New York; Basic Books, Inc, 1964. $4.95. pp. 208.
As if it were the simplest of undertakings Richard Schickel has written one of the best—if not the very best—short history and examination of the film available. Eschewing philosophical posturing, attitudinizing and any trace of eclectic partisanship, he seeks to uncover the complex but always factual social, political and personal factors which drove the most modern and universal of all modes of communication toward fulfillment and confusion, toward growth and disintegration, exposing the unfulfilled promise which still resides within it. One can read it with pleasure, with profit, and without having to place one’s lifetime of experience as a movie-goer or as a movie-maker in the ring for a battle to the cinematographic death.

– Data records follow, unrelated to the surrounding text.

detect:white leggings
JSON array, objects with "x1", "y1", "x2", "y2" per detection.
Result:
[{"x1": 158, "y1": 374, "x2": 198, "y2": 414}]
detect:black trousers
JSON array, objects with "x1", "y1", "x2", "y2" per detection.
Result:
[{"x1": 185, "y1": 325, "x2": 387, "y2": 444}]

Its considerable information is not blurred by emotionalism; his own point of view is presented in such fashion as to make room for the reader’s, and his critical evaluation of the screen’s personages in the book’s latter pages is shared with many other writers of eminence in the field. It is a relief to read a substantial treatise on the film without having to wade through pompous opinionating and “proof” to “advance” or “demolish.”
His short passage on D. W. Griffith is typical of his capacity to blend history and critique; one feels from it the time, the man, the specific contribution, the triumph and the tragedy. He describes Griffith’s major achievements as “a new rhythm in story telling.” “making the camera a participant in the action,” “shaping final content by selecting elements in the composition,” “the direction he perhaps inadvertently gave to the developing star system.” He examines the historical (both social and economic) compulsions upon the industry to develop a production-line system of operation to achieve that final desideratum, an endless repetitiveness of product, effecting brainwashing upon its audience to so pervasive a degree that the mesmerized looked for the expected and thus protected the industry from challenge to its “numbers.” Within this prison even the majority of its ablest practitioners accepted its production limitations and reduced their creative expectations to variations in treatment, having given up any participation in determining its content. That this is so can be corroborated by a reading of Joseph Von Sternberg’s new book Fun in a Chinese Laundry—an unabashed and brash boast of a lifetime spent as a purveyor to the most prurient appetites of audiences by a man who prates on his triumph side by side with his expression of contempt for the medium and its audiences.